I was trying to publish a package to hex.pm and getting an error Can only modify a release up to one hour after publication which was very confusing ("this is a new release? should I bump the version one more? but it is a new version? what..."). Of course with hindsight you know to check the build tool itself, but at the time I got stuck for a few hours looking on google, elixirforum, claude, etc. I finally cloned gleam-lang/gleam and pointed claude at it which found the problem. Again in hindsight maybe you don't need AI, could just grep the error message, but things are harder to figure out in the moment, especially when you assume the error message is correct about what you're publishing wrong, which is usually true.
The problem was on gleam publish, hex.pm returns a potential error, and gleam pattern matches on the status code, but then if it's an error 422 gleam further pattern matches on the message body, and if nothing matches it falls through to ApiError::LateModification.

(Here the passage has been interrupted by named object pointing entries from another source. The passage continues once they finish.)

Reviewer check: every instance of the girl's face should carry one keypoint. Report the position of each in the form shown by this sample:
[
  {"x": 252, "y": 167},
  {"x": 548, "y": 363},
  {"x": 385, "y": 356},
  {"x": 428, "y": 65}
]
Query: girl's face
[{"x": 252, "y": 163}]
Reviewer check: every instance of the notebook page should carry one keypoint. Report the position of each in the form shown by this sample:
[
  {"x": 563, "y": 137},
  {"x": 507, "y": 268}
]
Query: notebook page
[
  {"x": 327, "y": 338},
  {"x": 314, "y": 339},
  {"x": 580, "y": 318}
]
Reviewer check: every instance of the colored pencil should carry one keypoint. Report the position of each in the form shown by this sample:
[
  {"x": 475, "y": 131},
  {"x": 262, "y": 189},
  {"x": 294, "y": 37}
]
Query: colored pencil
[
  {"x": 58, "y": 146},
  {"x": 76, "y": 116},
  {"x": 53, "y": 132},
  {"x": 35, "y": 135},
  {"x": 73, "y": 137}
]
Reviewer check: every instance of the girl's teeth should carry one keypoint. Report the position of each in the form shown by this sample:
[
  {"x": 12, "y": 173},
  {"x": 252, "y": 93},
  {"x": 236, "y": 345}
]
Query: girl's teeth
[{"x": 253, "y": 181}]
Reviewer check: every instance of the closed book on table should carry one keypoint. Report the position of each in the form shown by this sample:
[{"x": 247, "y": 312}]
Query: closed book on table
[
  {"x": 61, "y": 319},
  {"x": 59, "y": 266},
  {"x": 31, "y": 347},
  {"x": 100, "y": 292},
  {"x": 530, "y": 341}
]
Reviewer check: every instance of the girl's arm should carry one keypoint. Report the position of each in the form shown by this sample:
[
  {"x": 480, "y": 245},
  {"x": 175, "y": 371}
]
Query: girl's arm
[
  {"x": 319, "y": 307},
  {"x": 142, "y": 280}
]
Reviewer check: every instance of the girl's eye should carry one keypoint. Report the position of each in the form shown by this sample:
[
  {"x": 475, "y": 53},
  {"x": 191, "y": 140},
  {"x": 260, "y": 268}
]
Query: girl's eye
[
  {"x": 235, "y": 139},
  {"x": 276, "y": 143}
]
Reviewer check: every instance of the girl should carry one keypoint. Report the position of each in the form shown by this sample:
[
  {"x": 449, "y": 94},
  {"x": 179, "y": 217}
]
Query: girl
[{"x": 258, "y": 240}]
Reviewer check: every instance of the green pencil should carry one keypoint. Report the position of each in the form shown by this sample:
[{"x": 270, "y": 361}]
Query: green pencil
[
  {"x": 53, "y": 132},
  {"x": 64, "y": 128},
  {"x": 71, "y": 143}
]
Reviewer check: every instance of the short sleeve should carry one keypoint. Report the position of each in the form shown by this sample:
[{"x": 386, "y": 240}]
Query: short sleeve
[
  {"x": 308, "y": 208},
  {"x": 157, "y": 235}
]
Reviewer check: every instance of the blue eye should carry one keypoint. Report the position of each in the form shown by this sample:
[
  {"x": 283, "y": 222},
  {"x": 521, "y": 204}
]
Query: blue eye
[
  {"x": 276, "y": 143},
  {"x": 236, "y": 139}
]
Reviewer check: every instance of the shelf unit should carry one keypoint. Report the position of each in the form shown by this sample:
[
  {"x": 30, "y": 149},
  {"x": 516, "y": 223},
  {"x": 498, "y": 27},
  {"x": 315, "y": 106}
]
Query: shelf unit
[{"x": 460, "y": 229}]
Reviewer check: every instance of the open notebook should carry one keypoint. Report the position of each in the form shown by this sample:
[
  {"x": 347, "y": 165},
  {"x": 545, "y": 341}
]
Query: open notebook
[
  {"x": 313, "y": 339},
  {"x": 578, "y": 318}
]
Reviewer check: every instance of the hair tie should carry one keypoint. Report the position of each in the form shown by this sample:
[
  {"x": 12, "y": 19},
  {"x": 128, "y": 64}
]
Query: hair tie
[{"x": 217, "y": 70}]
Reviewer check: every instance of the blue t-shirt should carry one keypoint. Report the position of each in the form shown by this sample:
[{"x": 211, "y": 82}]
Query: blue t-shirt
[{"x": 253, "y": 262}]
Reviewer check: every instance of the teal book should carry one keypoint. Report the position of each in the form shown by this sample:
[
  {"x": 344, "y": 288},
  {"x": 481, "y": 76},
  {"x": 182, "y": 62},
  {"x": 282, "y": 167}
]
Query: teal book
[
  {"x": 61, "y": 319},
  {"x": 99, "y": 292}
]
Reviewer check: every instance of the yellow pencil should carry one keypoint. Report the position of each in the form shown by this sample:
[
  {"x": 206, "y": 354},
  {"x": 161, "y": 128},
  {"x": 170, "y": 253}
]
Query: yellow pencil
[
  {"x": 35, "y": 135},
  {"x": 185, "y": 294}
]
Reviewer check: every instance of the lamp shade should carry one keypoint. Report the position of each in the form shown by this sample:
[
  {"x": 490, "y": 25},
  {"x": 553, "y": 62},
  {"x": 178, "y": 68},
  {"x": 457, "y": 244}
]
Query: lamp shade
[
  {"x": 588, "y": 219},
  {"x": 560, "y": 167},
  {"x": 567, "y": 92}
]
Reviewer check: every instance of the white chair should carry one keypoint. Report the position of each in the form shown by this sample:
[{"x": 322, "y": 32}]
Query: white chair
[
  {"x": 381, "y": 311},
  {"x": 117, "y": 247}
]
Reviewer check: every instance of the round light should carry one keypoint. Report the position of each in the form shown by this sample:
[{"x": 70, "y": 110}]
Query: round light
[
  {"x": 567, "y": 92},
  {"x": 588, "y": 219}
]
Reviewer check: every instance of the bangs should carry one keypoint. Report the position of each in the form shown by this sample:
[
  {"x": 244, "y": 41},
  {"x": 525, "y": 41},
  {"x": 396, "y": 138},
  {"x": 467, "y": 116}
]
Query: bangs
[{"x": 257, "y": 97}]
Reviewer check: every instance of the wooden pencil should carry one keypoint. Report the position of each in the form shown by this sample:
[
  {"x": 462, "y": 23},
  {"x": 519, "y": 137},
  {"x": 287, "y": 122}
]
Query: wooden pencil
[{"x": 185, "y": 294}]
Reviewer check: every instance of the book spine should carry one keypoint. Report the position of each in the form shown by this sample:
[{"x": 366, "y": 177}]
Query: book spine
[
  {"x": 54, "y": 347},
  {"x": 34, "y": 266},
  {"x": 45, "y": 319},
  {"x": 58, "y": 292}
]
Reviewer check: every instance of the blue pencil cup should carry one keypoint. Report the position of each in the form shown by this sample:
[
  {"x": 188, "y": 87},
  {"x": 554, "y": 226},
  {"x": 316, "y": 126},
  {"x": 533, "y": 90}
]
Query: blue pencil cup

In general pattern matching on status codes is great, pattern matching on a string is sketchier, as there's more of a danger of error message strings changing, but people rely on them anyways. So maybe the cleanest/most complete fix would be to make 422 case stop pattern matching on message body entirely, but I wasn't sure what else gleam is doing and didn't want to change anything not obviously wrong. So I just changed it to fall through to printing the whole message body string if it no pattern matches. I think this is good because if you are getting some obscure hex error 1) you're probably in some weird uncommon path 2) you probably want the full verbatim error to google.
I wrote this up in an issue which was quickly approved. I struggled a bit making the actual code change, not being familiar with Rust, hex.pm, or gleam project standards. Fortunately the maintainer was nice and helpful, and eventually merged the pull request. Discovering the error, testing cases, and writing up the issue are helpful for the gleam project, whereas the code change would probably be easier for a gleam core team member to do on their own, rather than shepherd me through, so hopefully it adds up to a positive contribution overall.
If you get some weird 422 error on gleam publish such as
An unexpected response was sent by Hex: 422 Unprocessable Entity: {"message":"Validation error(s)", "status":422,"errors":{"tar":"file too big: metadata.config"}} you're welcome! Although you're probably not totally happy as you have some problem to work out, but at least you don't have 2 problems (problem + wrong error), it could be worse.